En outre, les concessions au populisme identitaire et sécuritaire ne feront pas avancer le pays dans sa mobilisation citoyenne face à la dictature des marchés et aux destructions d’emploi, bien au contraire. S’en prendre aux Roms ne suffira donc nullement à gagner les suffrages populaires. Cela ne peut que diviser, affaiblir là où il faut rassembler, agir. Singer la droite ? C’est décidément un mauvais calcul.
Il ne suffira pas davantage de renvoyer cette réalité migratoire à son origine – en l’occurrence la Roumanie, ainsi que la Bulgarie. Comme dans de nombreux pays de l’Europe de l’Est, la violence ordinaire vis-à-vis des « Tsiganes » se poursuit et risque de s’intensifier à mesure que la situation économique se dégrade. En même temps, la légitimation par l’État français de leur caractère indésirable ne peut que renforcer ce racisme.

Surtout, plutôt que de faire peser cette migration sur les gouvernements nationaux d’origine, comme l’a fait le ministre de l’Intérieur, il faut faire valoir une responsabilité de l’Union au lieu de mettre en péril l’idéal européen en la réduisant aux politiques néolibérales sans même la caution des droits de l’homme. Bref, il faut que Viviane Reding, commissaire européenne aux Droits fondamentaux, parle haut et fort comme en 2010, et non qu’elle soit réduite au silence face à l’État français.

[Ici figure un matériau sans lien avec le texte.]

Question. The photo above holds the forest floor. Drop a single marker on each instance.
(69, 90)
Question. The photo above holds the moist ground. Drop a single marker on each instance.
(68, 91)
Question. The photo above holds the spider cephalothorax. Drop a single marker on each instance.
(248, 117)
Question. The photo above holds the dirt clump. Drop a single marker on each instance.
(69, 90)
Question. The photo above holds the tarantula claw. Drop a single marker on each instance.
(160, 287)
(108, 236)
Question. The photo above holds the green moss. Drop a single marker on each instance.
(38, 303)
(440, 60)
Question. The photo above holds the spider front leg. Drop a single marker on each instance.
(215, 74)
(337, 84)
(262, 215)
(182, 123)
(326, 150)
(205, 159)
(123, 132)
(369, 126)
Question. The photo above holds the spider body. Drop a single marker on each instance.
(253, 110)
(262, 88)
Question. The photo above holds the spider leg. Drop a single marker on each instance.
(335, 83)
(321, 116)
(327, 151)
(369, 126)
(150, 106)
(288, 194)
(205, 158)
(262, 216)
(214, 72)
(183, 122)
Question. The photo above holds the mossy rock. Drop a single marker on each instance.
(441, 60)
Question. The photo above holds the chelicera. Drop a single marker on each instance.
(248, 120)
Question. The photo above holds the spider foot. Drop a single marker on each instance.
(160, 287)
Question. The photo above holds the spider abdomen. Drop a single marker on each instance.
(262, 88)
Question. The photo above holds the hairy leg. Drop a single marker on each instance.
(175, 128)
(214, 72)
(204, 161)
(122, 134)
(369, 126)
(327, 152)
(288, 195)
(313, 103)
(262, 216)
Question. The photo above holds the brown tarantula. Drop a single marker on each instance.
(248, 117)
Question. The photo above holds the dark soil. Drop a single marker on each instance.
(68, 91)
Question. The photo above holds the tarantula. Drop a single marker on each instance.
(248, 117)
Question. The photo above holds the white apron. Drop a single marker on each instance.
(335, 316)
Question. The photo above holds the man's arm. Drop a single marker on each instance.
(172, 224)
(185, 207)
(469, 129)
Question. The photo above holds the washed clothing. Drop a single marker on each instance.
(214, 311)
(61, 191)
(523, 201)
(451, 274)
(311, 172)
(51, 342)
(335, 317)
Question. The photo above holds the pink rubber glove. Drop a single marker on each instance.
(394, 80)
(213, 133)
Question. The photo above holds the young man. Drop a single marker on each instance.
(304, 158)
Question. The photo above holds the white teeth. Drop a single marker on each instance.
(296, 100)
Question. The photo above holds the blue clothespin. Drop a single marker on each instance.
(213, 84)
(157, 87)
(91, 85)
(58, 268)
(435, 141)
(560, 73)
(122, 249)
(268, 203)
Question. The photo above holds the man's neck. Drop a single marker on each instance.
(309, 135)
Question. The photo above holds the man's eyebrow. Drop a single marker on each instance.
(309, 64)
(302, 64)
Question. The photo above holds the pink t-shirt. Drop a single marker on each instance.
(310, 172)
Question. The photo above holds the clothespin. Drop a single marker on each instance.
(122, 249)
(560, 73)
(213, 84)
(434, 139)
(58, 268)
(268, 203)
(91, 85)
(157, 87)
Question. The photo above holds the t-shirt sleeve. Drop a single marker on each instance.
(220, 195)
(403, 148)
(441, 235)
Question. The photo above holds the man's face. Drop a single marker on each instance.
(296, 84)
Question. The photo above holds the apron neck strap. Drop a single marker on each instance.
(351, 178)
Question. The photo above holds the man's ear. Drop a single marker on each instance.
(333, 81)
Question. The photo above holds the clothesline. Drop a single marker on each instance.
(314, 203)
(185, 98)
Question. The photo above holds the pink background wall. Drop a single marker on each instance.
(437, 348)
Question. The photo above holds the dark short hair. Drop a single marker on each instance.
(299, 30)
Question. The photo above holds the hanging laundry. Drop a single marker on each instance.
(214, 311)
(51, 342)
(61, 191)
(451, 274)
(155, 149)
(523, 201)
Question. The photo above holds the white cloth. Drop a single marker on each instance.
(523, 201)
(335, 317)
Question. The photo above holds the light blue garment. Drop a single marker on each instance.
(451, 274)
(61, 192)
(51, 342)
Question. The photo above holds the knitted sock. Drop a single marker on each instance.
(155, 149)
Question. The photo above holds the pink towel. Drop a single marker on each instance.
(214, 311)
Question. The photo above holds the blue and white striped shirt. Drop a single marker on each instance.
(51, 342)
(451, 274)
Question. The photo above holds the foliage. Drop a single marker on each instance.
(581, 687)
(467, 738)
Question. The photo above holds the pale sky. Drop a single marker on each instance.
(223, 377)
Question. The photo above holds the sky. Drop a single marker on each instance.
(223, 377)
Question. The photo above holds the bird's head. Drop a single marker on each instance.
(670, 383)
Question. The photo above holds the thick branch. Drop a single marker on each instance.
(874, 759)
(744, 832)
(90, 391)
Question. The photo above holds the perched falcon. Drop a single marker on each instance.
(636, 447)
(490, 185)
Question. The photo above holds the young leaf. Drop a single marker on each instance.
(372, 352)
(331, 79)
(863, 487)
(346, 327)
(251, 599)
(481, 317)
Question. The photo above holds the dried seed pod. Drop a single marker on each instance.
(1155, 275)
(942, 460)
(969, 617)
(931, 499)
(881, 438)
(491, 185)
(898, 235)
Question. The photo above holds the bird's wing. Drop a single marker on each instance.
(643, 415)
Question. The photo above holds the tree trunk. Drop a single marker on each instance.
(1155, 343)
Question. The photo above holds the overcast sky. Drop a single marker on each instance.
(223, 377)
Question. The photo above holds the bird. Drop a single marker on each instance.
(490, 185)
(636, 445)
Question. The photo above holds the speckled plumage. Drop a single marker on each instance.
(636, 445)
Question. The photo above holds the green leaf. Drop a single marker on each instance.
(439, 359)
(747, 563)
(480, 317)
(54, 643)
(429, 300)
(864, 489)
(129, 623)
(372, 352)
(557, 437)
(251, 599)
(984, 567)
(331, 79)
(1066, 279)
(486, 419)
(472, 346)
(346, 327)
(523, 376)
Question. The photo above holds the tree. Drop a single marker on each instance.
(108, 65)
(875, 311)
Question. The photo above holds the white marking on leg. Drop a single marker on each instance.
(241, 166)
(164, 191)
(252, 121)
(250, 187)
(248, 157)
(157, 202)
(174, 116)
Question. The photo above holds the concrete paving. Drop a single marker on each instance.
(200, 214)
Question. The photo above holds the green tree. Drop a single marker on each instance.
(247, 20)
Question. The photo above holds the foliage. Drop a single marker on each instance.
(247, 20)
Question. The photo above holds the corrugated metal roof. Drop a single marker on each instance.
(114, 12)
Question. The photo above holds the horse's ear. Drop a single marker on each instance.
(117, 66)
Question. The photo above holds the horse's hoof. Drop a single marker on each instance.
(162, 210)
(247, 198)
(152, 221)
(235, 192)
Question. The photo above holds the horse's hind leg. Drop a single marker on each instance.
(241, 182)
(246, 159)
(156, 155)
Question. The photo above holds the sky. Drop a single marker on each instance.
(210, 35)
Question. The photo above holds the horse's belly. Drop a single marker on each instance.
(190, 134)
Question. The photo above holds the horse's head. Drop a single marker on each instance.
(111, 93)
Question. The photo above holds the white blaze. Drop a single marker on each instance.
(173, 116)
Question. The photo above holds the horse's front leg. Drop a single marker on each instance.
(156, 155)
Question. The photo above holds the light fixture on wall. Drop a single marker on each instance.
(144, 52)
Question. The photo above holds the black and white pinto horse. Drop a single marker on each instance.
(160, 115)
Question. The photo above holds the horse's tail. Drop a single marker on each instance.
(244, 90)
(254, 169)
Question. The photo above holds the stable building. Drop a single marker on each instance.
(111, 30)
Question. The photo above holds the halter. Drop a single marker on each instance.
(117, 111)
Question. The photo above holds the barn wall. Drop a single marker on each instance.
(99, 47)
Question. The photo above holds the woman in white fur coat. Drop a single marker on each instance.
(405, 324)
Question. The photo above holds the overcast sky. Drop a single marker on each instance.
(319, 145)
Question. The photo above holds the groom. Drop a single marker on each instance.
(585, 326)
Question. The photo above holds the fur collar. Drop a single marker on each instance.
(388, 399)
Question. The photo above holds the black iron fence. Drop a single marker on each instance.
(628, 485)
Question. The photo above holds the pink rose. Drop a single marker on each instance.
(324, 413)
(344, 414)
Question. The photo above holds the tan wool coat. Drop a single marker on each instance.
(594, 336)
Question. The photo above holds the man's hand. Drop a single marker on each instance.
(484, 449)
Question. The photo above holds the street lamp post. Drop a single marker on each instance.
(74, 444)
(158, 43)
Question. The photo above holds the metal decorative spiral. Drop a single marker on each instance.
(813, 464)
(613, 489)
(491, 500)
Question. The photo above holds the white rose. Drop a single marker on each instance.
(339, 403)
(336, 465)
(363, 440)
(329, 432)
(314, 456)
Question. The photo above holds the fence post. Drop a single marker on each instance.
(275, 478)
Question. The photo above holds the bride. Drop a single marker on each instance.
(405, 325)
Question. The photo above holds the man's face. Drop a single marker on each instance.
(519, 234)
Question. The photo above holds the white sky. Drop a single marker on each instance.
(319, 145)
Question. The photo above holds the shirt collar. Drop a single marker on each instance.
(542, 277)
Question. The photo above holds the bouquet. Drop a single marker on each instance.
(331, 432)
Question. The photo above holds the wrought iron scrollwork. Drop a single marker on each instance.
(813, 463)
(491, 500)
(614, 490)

Nous ne ressentons pas moins d’indignation qu’alors ; en revanche, notre colère est plus grande. Pourquoi changer de Président, sinon pour changer de politique ? Or plus ça change, plus c’est la même chose : les Roms sont encore et toujours pris pour boucs émissaires. Au lieu de jouer à son tour sur les peurs et les ressentiments, ce gouvernement aurait pu faire le pari des valeurs démocratiques : la liberté et l’égalité, pour les Roms aussi. Nous en sommes loin. Après l’éviction de la droite éhontée, on assiste à l’avènement d’une gauche honteuse.

Aujourd’hui, nous voulons donc interpeller la majorité gouvernementale :
Rien ne vous oblige à ce choix. Il est contraire aux principes que vous revendiquez ; pour autant, il n’est pas davantage dans vos intérêts. Votre responsabilité n’en est que plus grande. Nous vous tenons donc comptables aujourd’hui, comme l’histoire vous tiendra comptables demain, de cette banalisation de la xénophobie et du racisme par l’État français, au mépris des leçons du passé et des menaces qui pèsent sur l’avenir.